Geçtiğimiz günlerde yapılan “Türkiye’nin En Yaşanabilir Şehirleri” arasında 7. olan Isparta’nın tek ve en büyük sorununa göz atan birisi, bu yazdıklarımda ne kadar haklı olduğumu anlayacaktır.
“Süleyman Demirel Üniversitesi içerisinde, bir tabela var: “Süleyman Demirel Hatıra Ormanı” yazıyor. Tabelanın boyu en fazla 120 cm gelir. Ama o alanda tabeladan büyük ağaç yok…”
Bu durum ilgisizlik değil de nedir peki? Örneğin, şehir çıkışında ilgilenildiği zaman ne kadar güzel olacağı ortada olan ağaçlık alanları bulabilirsiniz.
İlk yazıda da belirttiğim gibi; abarttığım tek şey sadece kötü yanları söylemiş olmam.
Bunlarında dışında, “Ya sev, ya terk et” tarzı yaklaşımlara diyeceğim pek fazla bir şey yok. Belirtiğim memnuniyetsizlikler neden bazı insanları çok fazla rahatsız eder?
Teşekkürler.
Oğulcan sonuna kadar haklısın. Bende Isparta Uluborluluyum, yılda bir kere iki hafta için giderim. O da yalnızca bağ bahçe işleri içindir. İnsanı gerçekten kötü, şehir merkezi çok kötü. Uluborlu 1 saat uzaklıktadır, 4 yılda 1 gün giderim şehir merkezine, o da hediyelik eşya almak içindir başka bir sebebi dahi yok.
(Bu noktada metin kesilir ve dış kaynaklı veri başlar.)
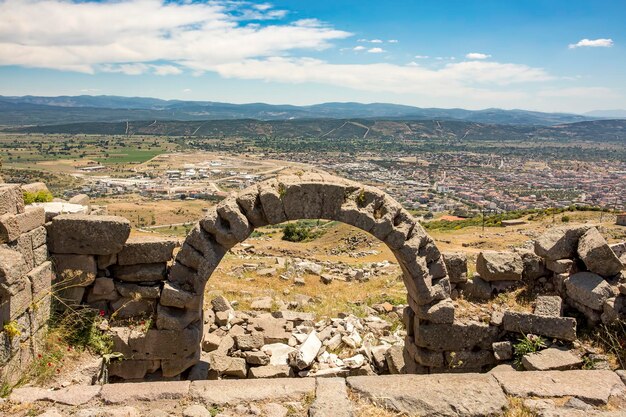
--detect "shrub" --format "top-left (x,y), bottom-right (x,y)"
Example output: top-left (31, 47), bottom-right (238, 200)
top-left (283, 223), bottom-right (311, 242)
top-left (513, 334), bottom-right (548, 366)
top-left (593, 320), bottom-right (626, 369)
top-left (22, 191), bottom-right (53, 204)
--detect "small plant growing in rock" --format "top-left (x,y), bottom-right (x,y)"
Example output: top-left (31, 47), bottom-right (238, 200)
top-left (356, 189), bottom-right (365, 207)
top-left (22, 191), bottom-right (53, 204)
top-left (513, 334), bottom-right (548, 366)
top-left (3, 320), bottom-right (22, 340)
top-left (278, 182), bottom-right (287, 198)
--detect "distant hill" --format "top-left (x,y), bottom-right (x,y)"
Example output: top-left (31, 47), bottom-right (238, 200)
top-left (0, 96), bottom-right (599, 126)
top-left (5, 119), bottom-right (626, 143)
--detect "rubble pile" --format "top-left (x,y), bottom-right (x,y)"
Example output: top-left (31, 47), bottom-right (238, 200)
top-left (228, 257), bottom-right (400, 285)
top-left (190, 296), bottom-right (406, 379)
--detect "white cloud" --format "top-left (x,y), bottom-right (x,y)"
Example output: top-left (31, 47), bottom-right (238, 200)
top-left (212, 57), bottom-right (551, 104)
top-left (465, 52), bottom-right (491, 59)
top-left (0, 0), bottom-right (572, 105)
top-left (537, 87), bottom-right (619, 99)
top-left (153, 65), bottom-right (183, 75)
top-left (568, 38), bottom-right (613, 49)
top-left (0, 0), bottom-right (350, 74)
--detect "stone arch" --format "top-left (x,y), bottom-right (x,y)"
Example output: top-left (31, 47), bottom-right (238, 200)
top-left (156, 173), bottom-right (454, 374)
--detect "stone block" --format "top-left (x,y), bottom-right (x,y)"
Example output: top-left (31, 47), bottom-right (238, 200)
top-left (208, 352), bottom-right (248, 378)
top-left (445, 349), bottom-right (497, 372)
top-left (100, 381), bottom-right (190, 404)
top-left (159, 282), bottom-right (202, 311)
top-left (52, 254), bottom-right (98, 287)
top-left (48, 214), bottom-right (130, 255)
top-left (522, 348), bottom-right (583, 371)
top-left (87, 277), bottom-right (120, 304)
top-left (577, 227), bottom-right (624, 277)
top-left (27, 261), bottom-right (54, 301)
top-left (117, 236), bottom-right (178, 265)
top-left (114, 282), bottom-right (161, 300)
top-left (518, 249), bottom-right (548, 282)
top-left (493, 370), bottom-right (625, 405)
top-left (535, 226), bottom-right (589, 261)
top-left (565, 272), bottom-right (613, 311)
top-left (347, 374), bottom-right (508, 417)
top-left (0, 277), bottom-right (33, 324)
top-left (534, 295), bottom-right (563, 317)
top-left (234, 333), bottom-right (264, 351)
top-left (408, 296), bottom-right (454, 323)
top-left (0, 184), bottom-right (24, 216)
top-left (476, 251), bottom-right (524, 281)
top-left (125, 325), bottom-right (201, 359)
top-left (111, 298), bottom-right (156, 319)
top-left (0, 214), bottom-right (22, 243)
top-left (244, 352), bottom-right (270, 366)
top-left (33, 245), bottom-right (48, 267)
top-left (502, 311), bottom-right (576, 341)
top-left (161, 347), bottom-right (200, 378)
top-left (248, 365), bottom-right (293, 379)
top-left (546, 259), bottom-right (574, 274)
top-left (111, 263), bottom-right (166, 282)
top-left (491, 341), bottom-right (513, 361)
top-left (0, 246), bottom-right (29, 292)
top-left (441, 252), bottom-right (467, 284)
top-left (9, 234), bottom-right (35, 269)
top-left (96, 253), bottom-right (117, 269)
top-left (15, 206), bottom-right (46, 233)
top-left (457, 275), bottom-right (493, 301)
top-left (156, 304), bottom-right (200, 330)
top-left (413, 320), bottom-right (498, 351)
top-left (211, 295), bottom-right (233, 313)
top-left (108, 359), bottom-right (161, 379)
top-left (28, 226), bottom-right (48, 249)
top-left (22, 182), bottom-right (50, 194)
top-left (54, 286), bottom-right (85, 311)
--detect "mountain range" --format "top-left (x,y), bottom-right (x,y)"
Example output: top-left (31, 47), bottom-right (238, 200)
top-left (0, 95), bottom-right (626, 126)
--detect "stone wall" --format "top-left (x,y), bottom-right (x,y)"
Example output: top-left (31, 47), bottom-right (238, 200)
top-left (0, 184), bottom-right (53, 383)
top-left (3, 173), bottom-right (623, 379)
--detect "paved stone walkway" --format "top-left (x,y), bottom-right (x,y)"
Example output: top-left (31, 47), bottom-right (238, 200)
top-left (0, 370), bottom-right (626, 417)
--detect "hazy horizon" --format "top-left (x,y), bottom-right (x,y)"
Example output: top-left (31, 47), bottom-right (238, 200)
top-left (0, 0), bottom-right (626, 114)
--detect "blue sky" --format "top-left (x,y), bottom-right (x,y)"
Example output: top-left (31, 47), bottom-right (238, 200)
top-left (0, 0), bottom-right (626, 112)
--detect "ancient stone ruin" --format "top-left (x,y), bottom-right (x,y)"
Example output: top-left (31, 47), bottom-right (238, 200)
top-left (0, 173), bottom-right (626, 380)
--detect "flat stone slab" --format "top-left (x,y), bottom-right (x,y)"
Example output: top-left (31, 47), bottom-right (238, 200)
top-left (522, 348), bottom-right (583, 371)
top-left (347, 372), bottom-right (508, 417)
top-left (10, 385), bottom-right (102, 405)
top-left (185, 378), bottom-right (315, 405)
top-left (100, 381), bottom-right (190, 404)
top-left (309, 378), bottom-right (354, 417)
top-left (494, 370), bottom-right (626, 404)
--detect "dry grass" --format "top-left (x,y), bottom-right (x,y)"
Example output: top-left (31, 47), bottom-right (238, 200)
top-left (93, 195), bottom-right (213, 228)
top-left (206, 224), bottom-right (406, 318)
top-left (504, 397), bottom-right (538, 417)
top-left (348, 390), bottom-right (406, 417)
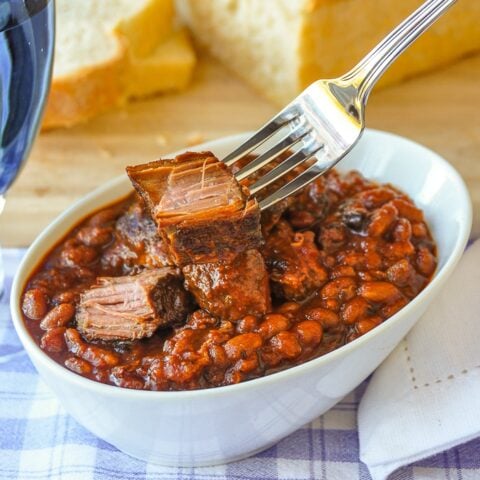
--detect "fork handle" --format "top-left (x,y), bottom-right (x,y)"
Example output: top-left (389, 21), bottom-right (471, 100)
top-left (343, 0), bottom-right (456, 104)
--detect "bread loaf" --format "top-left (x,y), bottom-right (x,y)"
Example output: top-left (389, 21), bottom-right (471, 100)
top-left (179, 0), bottom-right (480, 104)
top-left (42, 0), bottom-right (195, 129)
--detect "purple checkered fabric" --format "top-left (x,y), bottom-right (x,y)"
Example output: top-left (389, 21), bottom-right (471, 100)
top-left (0, 250), bottom-right (480, 480)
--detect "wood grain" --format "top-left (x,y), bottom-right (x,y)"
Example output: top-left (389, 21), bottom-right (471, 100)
top-left (0, 56), bottom-right (480, 246)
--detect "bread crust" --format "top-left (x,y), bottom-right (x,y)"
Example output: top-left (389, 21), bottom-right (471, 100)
top-left (42, 32), bottom-right (128, 131)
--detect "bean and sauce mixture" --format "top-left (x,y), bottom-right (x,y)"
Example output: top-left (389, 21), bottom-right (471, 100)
top-left (22, 154), bottom-right (436, 390)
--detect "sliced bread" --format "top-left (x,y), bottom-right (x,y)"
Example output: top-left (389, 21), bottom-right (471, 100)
top-left (42, 0), bottom-right (195, 129)
top-left (126, 29), bottom-right (195, 98)
top-left (178, 0), bottom-right (480, 104)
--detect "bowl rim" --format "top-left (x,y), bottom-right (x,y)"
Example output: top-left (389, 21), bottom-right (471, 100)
top-left (10, 129), bottom-right (472, 402)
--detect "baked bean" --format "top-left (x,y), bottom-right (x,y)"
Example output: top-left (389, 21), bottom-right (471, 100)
top-left (276, 302), bottom-right (301, 315)
top-left (53, 290), bottom-right (78, 304)
top-left (393, 218), bottom-right (412, 242)
top-left (22, 288), bottom-right (48, 320)
top-left (320, 277), bottom-right (357, 302)
top-left (305, 307), bottom-right (340, 328)
top-left (236, 315), bottom-right (258, 333)
top-left (384, 242), bottom-right (415, 260)
top-left (22, 171), bottom-right (436, 390)
top-left (357, 317), bottom-right (382, 335)
top-left (416, 247), bottom-right (437, 277)
top-left (223, 333), bottom-right (262, 360)
top-left (367, 205), bottom-right (398, 237)
top-left (387, 259), bottom-right (415, 287)
top-left (235, 355), bottom-right (258, 373)
top-left (412, 222), bottom-right (428, 238)
top-left (40, 327), bottom-right (67, 353)
top-left (208, 345), bottom-right (229, 368)
top-left (358, 282), bottom-right (402, 303)
top-left (340, 297), bottom-right (369, 325)
top-left (330, 265), bottom-right (357, 280)
top-left (77, 227), bottom-right (112, 247)
top-left (257, 313), bottom-right (290, 339)
top-left (318, 224), bottom-right (347, 252)
top-left (270, 332), bottom-right (302, 358)
top-left (64, 357), bottom-right (92, 375)
top-left (380, 298), bottom-right (408, 318)
top-left (40, 303), bottom-right (75, 330)
top-left (358, 187), bottom-right (394, 209)
top-left (322, 298), bottom-right (340, 312)
top-left (65, 328), bottom-right (120, 368)
top-left (293, 320), bottom-right (323, 346)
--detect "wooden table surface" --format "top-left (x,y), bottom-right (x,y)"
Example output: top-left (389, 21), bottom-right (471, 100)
top-left (0, 56), bottom-right (480, 246)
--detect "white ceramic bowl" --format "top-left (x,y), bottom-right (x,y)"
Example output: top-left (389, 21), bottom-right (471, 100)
top-left (11, 131), bottom-right (471, 466)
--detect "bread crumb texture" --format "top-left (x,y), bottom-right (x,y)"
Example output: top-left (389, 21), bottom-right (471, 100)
top-left (42, 0), bottom-right (196, 129)
top-left (178, 0), bottom-right (480, 105)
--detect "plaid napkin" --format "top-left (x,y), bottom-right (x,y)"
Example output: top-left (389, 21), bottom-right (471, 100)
top-left (0, 250), bottom-right (480, 480)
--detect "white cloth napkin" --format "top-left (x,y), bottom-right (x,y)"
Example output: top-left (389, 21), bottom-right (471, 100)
top-left (358, 240), bottom-right (480, 480)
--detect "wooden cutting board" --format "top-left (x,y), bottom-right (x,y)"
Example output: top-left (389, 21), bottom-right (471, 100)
top-left (0, 56), bottom-right (480, 247)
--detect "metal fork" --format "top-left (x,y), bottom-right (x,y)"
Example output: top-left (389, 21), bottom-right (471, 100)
top-left (223, 0), bottom-right (456, 210)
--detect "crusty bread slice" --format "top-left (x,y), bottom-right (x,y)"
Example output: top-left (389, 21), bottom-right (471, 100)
top-left (126, 29), bottom-right (196, 98)
top-left (178, 0), bottom-right (480, 104)
top-left (42, 0), bottom-right (173, 129)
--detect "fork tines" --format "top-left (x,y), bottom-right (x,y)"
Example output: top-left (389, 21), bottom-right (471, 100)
top-left (223, 106), bottom-right (323, 210)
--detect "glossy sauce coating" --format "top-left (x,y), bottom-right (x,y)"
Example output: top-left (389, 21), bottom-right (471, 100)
top-left (22, 171), bottom-right (436, 390)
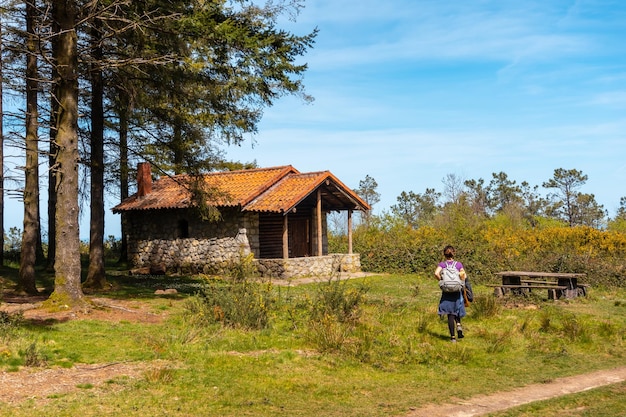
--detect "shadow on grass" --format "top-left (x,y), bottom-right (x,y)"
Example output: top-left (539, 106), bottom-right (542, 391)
top-left (0, 262), bottom-right (204, 303)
Öğrenciyi sevmemeleri, kendi aptallıkları. Eskişehire bakarsak, öğrencileri baş tacı yaparlar, ekonomiyi nasıl kalkındırırlar. Bunu göremeyen bir vali, belediye başkanı ve halk var.
merhaba arkadaşlar Isparta o kadarda kötü değil bence tamam Ispartalı öğrenciye
daha yeni yeni alışıyor yeni
benimser hale geldi ama bunun sebebi
birazda genç nesiller değilmi ev sahiplerini çileden çıkaran
gençler yokmu hemen Isparta halkını suçluyorsunuz ayrıca Ispartaya 4 yılda bir gelen biri olarak bu yorumu Isparta hak etmiyor ne kadar tanıyorsunuz 4 yıl ara vermişsiniz göremediğiniz çok şeyler olmalı biz Ispartalılarında memnun olmadığı pek çok şeyler var olmasını yapılmasını istediğimiz eksikliklerin bizde farkındayız ama bu Baştaki yani yönetimdeki kişilerin vaatlerini yerine getiremeyişinden bizde neler neler istiyoruz sokaklarda gül eksikliğini bizde biliyoruz ama o bildiğiniz güllerden değil bir kere açar işlenebilmesi için çok erken saatlerde toplanır sokaklarda yol kenarlarında olamaz toplu bahçelerde yetişir unutmadan Türkiye genelinde yaşanabilir iller arasında 7 sırada eleştirirken biraz insaflı olun hoşçakalın
Merhaba Mazhar Bey. Öncelikle son zamanlarda; 100 küsur yorum içerisinde aldığım en seviyeli yorumu gönderdiğiniz için teşekkür ederim. Dediğiniz ve dediğim gibi; Isparta çok kötü demedim, sadece kötü yazdığım için böyle düşünüyor olabilirsiniz. Ayrıca, belirttiğiniz gibi 7. sırada olduğunu ben de gayet iyi biliyorum. Bu sıralamayı da sonuna kadar savunurum. Fakat neden 7. sırada? Onu da belirtmiştim ben önceki yazılarımda: Isparta’nın havası, Türkiye’deki en kirli hava. Yalnızca bu bile eleştirilmeye, gündeme getirilmeye değmez mi acaba? Akşam, saat 7’den sonra dışarısı rezalet derece kül kokuyor. Ben ikinci öğretim öğrencisiyim, mecburen 9-10 gibi çıkıyorum derslerimden. O kokuyu, evimden uzakken; istediğim an çamaşır yıkama şansım yokken çekmek zorunda mıyım? Peki sizce bunun sorumlusu kimdir? Burası sadece “halka vaad edilenler” ile açıklanacak bir durum değil bence. Tekrar teşekkür ederim yorumunuz için.